Contents
Introduction
In this blog post, we will explore an improved method for generating publication-ready ANOVA tables in R. Conducting analysis of variance (ANOVA) is a common statistical technique used to compare means across multiple groups or treatments. The ANOVA table provides valuable information about the sources of variation and the significance of each factor in the analysis.
Setup and Data Import
To begin, we need to load the necessary libraries for our analysis. We will be using the readxl
, dplyr
, tibble
, and flextable
packages. The readxl
package allows us to import data from Excel files, while dplyr
and tibble
provide helpful functions for data manipulation. Finally, the flextable
package will help us generate the publication-ready ANOVA table.
# Library
library(readxl)
library(dplyr)
library(tibble)
library(flextable)
Next, we will import the data for our analysis. Assuming the data is stored in an Excel file named “Data.xlsx”, we can use the read_excel()
function from the readxl
package to import the data into R. We set the col_names
parameter to TRUE
to indicate that the first row of the Excel file contains column names.
# Importing data
data <- read_excel(path = "Data.xlsx", col_names = TRUE)
Data Preparation
Before conducting the ANOVA analysis, it is important to ensure that the categorical variables are correctly identified as factors in R. In our data, the variables “Rep”, “Water”, and “Priming” are categorical. We can use the as.factor()
function to convert these variables into factors.
# Convert categorical variables to factor variables
data$Rep <- as.factor(data$Rep)
data$Water <- as.factor(data$Water)
data$Priming <- as.factor(data$Priming)
Analysis of Variance
Now we are ready to perform the ANOVA analysis. We will use a for loop to iterate over each response variable in our data set. In each iteration, we will fit an ANOVA model using the aov()
function and store the model in a list.
# Analysis of variance
aov.model <- list()
for(i in 1:ncol(data[-c(1:3)])) {
cols <- names(data)[4:ncol(data)]
aov.model <- lapply(X = cols, FUN = function(x)
aov(reformulate(termlabels = "Rep + Water*Priming",
response = x),
data = data))
}
Next, we will create another list to store the ANOVA tables for each response variable. We will iterate over the ANOVA models and use the anova()

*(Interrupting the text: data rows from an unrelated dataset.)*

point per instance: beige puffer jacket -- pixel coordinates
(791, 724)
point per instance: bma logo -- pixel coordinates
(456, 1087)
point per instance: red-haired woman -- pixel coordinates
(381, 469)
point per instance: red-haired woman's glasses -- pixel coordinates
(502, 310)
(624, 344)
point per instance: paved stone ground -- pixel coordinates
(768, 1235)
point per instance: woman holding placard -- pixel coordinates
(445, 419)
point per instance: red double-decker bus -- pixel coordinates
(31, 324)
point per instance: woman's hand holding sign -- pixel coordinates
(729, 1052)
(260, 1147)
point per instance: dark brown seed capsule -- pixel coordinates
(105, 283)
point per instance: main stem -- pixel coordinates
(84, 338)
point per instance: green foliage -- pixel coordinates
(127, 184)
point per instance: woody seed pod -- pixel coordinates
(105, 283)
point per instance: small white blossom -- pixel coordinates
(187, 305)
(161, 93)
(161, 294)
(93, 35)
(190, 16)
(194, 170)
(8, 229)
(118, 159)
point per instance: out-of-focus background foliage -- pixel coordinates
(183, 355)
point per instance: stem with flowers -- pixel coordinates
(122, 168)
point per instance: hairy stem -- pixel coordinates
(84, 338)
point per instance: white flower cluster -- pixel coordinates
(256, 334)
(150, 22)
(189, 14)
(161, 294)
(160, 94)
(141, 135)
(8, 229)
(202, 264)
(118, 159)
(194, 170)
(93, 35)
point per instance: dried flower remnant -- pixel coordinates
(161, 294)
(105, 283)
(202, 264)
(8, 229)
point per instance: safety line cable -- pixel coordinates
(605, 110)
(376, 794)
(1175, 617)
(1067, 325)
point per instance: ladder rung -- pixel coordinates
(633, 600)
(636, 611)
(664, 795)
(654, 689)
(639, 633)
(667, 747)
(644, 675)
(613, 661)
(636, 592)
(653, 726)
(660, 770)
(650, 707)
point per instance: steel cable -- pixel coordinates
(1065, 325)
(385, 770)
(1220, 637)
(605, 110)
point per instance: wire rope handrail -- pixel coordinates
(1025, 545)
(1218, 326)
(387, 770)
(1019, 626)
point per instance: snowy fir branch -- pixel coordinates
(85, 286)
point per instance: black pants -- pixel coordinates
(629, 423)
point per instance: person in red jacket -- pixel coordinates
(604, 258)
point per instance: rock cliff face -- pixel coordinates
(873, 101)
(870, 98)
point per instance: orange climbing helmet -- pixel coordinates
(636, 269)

function to extract the relevant information from each model. We will round the values to three decimal places, assign appropriate column names, add asterisks to indicate significance levels, and merge the mean squares (MS) and asterisk columns. Finally, we will remove unnecessary columns and update the column names.
# Creating list of ANOVA tables
aov.anova <- list()
for(i in 1:ncol(data[-c(1:3)])) {
aov.anova[[i]] = do.call(cbind, anova(aov.model[[i]]))
rownames(aov.anova[[i]]) = rownames(anova(aov.model[[i]]))
aov.anova[[i]] = as.data.frame(round(aov.anova[[i]][,c(1,3,5)], digits = 3))
# Setting column names
colnames(aov.anova[[i]]) = c("DF", "MS", "P-value")
# Assign astericks according to p values
aov.anova[[i]]$sign[aov.anova[[i]][3] < 0.05] <- "*"
aov.anova[[i]]$sign[aov.anova[[i]][3] < 0.01] <- "**"
aov.anova[[i]]$sign[aov.anova[[i]][3] > 0.05] <- "ns"
# Replace NAs with blank
aov.anova[[i]][is.na(aov.anova[[i]])] <- " "
# Merge MS and Sign column together
aov.anova[[i]]$MS_comb = paste(aov.anova[[i]][,2], aov.anova[[i]][,4])
# Removing p-value and F-value columns
aov.anova[[i]] = aov.anova[[i]][,-c(2:4)]
colnames(aov.anova[[i]])[2] <- cols[i]
}
Generating the ANOVA Table
Now we will combine all the ANOVA tables from the list into a single data frame. We will remove any duplicate columns for degrees of freedom (DF) and create the final ANOVA table.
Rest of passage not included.